CHP'nin yolsuzluklar konusunda AK Parti'yie uyardığını, ancak iktidarın uyarıları dikkate almadığını savunan Erdoğdu, "Biz de mebusuz, dinlemeye çalışın" ifadesini kullandı. Erdoğdu'nun sözlerine AK Parti'li milletvekillerince tepkiler gelmesi üzerine CHP Grup Başkanvekili Engin Altay, "Dün akşam da bu yolsuzluklar daha ağır şeyler söylendi. Başınız öndeydi. Bugün azız diyeyse tepkiniz..." ifadeleri sonrası karşılıklı sözlü tartışmalar yaşandı.

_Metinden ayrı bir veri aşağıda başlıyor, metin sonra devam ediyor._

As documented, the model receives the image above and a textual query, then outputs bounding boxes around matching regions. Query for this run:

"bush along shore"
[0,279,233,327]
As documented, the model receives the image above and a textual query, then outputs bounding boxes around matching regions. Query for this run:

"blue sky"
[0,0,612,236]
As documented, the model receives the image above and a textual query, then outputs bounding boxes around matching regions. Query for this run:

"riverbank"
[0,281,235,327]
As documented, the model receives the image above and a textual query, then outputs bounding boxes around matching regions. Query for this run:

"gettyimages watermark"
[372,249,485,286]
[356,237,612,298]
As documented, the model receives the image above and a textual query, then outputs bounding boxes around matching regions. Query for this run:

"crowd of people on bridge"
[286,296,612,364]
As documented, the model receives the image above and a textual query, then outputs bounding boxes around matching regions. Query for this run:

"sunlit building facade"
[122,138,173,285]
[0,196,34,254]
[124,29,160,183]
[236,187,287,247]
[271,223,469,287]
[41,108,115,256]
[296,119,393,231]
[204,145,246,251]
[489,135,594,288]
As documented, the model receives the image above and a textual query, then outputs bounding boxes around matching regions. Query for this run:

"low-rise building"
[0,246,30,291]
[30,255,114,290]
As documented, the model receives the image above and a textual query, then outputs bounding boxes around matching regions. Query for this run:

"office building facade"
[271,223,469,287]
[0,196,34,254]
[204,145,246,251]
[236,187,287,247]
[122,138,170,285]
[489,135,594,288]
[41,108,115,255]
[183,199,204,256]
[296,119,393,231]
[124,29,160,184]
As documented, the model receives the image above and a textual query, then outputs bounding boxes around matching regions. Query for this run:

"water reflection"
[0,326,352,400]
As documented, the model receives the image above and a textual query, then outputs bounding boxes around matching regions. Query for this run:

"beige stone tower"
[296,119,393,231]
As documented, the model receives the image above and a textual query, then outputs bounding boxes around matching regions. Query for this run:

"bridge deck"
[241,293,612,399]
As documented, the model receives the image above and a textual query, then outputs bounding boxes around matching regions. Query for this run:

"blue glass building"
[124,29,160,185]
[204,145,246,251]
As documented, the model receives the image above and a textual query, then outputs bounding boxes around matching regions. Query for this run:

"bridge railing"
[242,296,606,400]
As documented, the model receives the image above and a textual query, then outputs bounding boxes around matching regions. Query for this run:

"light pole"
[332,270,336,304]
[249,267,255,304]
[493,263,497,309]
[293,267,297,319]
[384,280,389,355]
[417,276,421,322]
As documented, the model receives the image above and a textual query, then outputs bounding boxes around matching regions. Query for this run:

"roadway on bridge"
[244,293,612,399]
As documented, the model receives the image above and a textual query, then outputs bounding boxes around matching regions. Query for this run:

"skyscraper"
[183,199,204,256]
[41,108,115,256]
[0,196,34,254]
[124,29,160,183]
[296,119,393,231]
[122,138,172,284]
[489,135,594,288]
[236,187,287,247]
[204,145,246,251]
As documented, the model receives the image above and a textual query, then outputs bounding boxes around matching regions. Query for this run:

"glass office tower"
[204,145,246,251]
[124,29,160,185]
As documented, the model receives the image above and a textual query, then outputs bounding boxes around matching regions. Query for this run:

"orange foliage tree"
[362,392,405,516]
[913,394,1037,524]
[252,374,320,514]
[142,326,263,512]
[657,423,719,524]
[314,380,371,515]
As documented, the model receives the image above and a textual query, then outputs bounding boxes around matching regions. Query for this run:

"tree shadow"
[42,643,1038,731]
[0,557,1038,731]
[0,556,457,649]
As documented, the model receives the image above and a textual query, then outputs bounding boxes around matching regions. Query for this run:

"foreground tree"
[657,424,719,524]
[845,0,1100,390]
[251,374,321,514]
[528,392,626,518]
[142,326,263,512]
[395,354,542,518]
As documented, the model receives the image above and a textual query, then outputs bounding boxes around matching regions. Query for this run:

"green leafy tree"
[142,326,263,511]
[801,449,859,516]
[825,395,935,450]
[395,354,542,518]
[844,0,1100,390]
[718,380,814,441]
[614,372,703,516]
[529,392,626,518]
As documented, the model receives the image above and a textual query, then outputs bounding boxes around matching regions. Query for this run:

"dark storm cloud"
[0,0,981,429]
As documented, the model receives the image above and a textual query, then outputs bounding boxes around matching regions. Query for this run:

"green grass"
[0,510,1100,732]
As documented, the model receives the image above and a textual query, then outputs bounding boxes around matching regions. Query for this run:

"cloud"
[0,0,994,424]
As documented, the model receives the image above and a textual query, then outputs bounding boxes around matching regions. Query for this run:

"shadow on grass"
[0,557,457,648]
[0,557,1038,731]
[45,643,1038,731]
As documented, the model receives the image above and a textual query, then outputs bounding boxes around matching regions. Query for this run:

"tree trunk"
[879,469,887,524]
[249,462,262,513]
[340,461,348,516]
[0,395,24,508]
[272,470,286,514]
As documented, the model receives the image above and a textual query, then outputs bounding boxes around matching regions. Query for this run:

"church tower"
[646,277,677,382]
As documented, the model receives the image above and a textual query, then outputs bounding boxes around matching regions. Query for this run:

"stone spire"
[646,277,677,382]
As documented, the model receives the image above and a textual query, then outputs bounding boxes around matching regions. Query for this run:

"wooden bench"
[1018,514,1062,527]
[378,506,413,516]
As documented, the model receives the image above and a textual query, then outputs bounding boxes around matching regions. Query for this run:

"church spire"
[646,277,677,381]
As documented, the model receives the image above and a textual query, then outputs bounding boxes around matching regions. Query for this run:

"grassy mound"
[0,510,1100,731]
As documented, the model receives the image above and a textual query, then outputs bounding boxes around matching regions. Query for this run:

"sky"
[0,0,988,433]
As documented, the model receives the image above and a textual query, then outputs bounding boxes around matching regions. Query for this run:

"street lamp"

"Zombi diyeceğiz herhalde"

AK Parti Aksaray Milletvekili İlknur İnceöz, kişilerin zan altında bırakıldığını anlatarak, "Olmaz böyle şey. Sözlerinize dikkatin edin. Biz her zaman yargının bağımsızlığının arkasındayız" diye konuştu. Altay da "Benim milletvekillerim kimseyi zan altında bırakmaz" karşılığını verdi. AK Parti sıralarından "Çankaya'nın yamyamlarını konuşalım mı?" denilmesi üzerine ise Altay, "Çankaya'dakiler yamyamsa şimdikilere ne diyeceğiz? Zombi diyeceğiz herhalde" ifadesini kullandı.

Erdoğdu'nun kömür dağıtımı ile ilgili iddialarının ardından ise AK Parti Isparta Milletvekili Recep Özel, "Yine kömür mevzusu" diye tepki gösterdi. Bunun üzerine Erdoğdu da "Kömür karası bir yolsuzluk düzenindesiniz. Efendilik de bir yere kadar. Biz bunları yapsak siz bizi bu kapıda asardınız" dedi.

CHP Tunceli Milletvekili Kamer Genç ise "Bunların acıları var. Neden pireleniyorlar? Paralar cebinize girmiş demek ki" ifadesini kullandı.

MHP Erzurum Milletvekili Oktay Öztürk, "Yine hukuk geçerli olmayacak. Ortalıkta bir takım iddialar var. Bunlar adil şekilde sonuçlandırılmadan tedbir alırsanız dairelerde benim-senin adamın şeklinde olduğu için birilerinin istediği neticeyi almak için atamalar yapılabilir endişesini taşıyoruz. Belki geçici olarak sizi kurtarabilir, ortalıktaki iddiaları kaldırabilir. Hukuk bunun neresinde? 3 dairenin ikisinde değişiklik yapılıyor. Yapılanı görmemek için kör olmak yazım. Adalet kılıcını eline alanlar, mağduriyet oluşturdu ama getirdiğiniz ama çare doğru değil" diye konuştu.

CHP Ankara Milletvekili Levent Gök, dünyanın gözünün Türkiye'de olduğunu belirterek, dış basında Türkiye'de yolsuzlukların örtüldüğü algısının yayıldığını ifade etti.

Konuşmaların ardından teklifin birinci maddesi kabul edildi.